« Cendrillon, drôle d’oiseau », une subtile clownerie musicale proposée par Arnaud Guillou
En tournée / écriture et mise en scène Arnaud Guillou
Publié le 6 décembre 2024 - N° 328Dans le cadre de la cinquième édition du Festival Imago Art et Handicap, Arnaud Guillou révèle l’éveil à l’amour d’une Cendrillon autiste avec une poésie aussi touchante qu’économe, portée par un canevas musical habilement tissé entre chansons et airs d’opéra.
Sur un plateau à peine meublé de quelque bergère et d’un piano droit, Cendrillon aligne quelques billes, un peu dans sa bulle. La jeune fille « bizarre », dont on évoque plus loin l’autisme, est moquée par ses deux sœurs et sa belle-mère mythomane à l’ego surdimensionné. Seul le jeune prince se révèle sensible à cette différence qui la préserve de la méchanceté des gens « normaux », dans une rencontre en ramages derrière un masque d’oiseau. Conçu à la manière d’une comédie musicale à partir de pages lyriques et de chansons, le spectacle d’Arnaud Guillou revisite le conte de Perrault en éclairant la stigmatisation de l’héroïne d’une manière que la tradition ne développe pas. Dans le cadre d’un festival qui s’attache à défendre la place des handicaps au cœur de la création artistique, l’écriture engagée ne se départ jamais d’une fluidité poétique où, dans un dosage subtil entre les mots et les notes, alternent les rires – tel le parachutage d’un soulier XXL lorsque sonne l’heure de la citrouille – et de délicates touches d’émotion.

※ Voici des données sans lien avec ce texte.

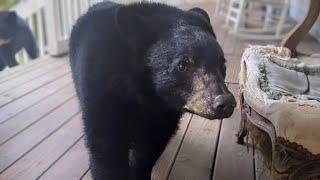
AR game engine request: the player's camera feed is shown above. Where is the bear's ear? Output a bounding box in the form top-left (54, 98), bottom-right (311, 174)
top-left (189, 7), bottom-right (211, 24)
top-left (7, 11), bottom-right (17, 22)
top-left (114, 6), bottom-right (149, 51)
top-left (189, 7), bottom-right (216, 39)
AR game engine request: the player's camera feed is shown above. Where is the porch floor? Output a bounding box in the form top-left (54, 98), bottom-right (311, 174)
top-left (0, 1), bottom-right (319, 179)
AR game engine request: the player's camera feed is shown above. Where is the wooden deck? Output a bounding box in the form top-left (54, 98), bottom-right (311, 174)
top-left (1, 1), bottom-right (320, 179)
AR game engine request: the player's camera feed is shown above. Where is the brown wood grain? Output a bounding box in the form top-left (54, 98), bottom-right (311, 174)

La justesse des émotions en musique
Cette versatilité de la dramaturgie s’appuie sur celle des partitions arrangées par Stanislas Kuchinski. Accompagnée par le piano du prince, Lucas Belkhiri, Pauline Texier, dans le rôle-titre, passe avec une égale plénitude lyrique des vocalises de Rachmaninov, Mozart, Massenet et Ravel aux mélodies de Camille, Balavoine ou Anne Sylvestre – la tendresse irrévérencieuse de J’aime les gens qui doutent cristallise sans doute la pudique sincérité d’un personnage un peu maladroit avec ses sentiments. Il n’y a pas de grande et de petite musique, il n’y a que la musique qui touche juste. Entre la logorrhée de l’excentrique et envahissante marâtre, incarnée avec une irrésistible virtuosité comique par Aurélie Cohen, et la danse scintillante de Justine Lebas, la fée et la mère, le désir de toucher ne se contente pas de la parole : l’éclosion finale des sentiments amoureux s’exprime également en langue des signes. L’enchantement de Cendrillon, drôle d’oiseau s’affranchit des barrières.
Gilles Charlassier
A propos de l'événement
Cendrillon, drôle d'oiseaudu samedi 18 janvier 2025 au samedi 24 mai 2025
Tournée en 2025 : Salle des fêtes, Montargis, le 18 janvier. Théâtre de Coulommiers, le 20 mars. Salle Jean-Renoir, Bois Colombes, le 21 mars. Théâtre d'Autun, le 6 mai. Théâtre de Fontainebleau, le 20 mai. Les Fuzeaux, Saint-Dizier, le 24 mai.
Spectacle vu dans le cadre du Festival Imago, au Centre culturel Jean Vilar à Marly-Le-Roi le 30 novembre.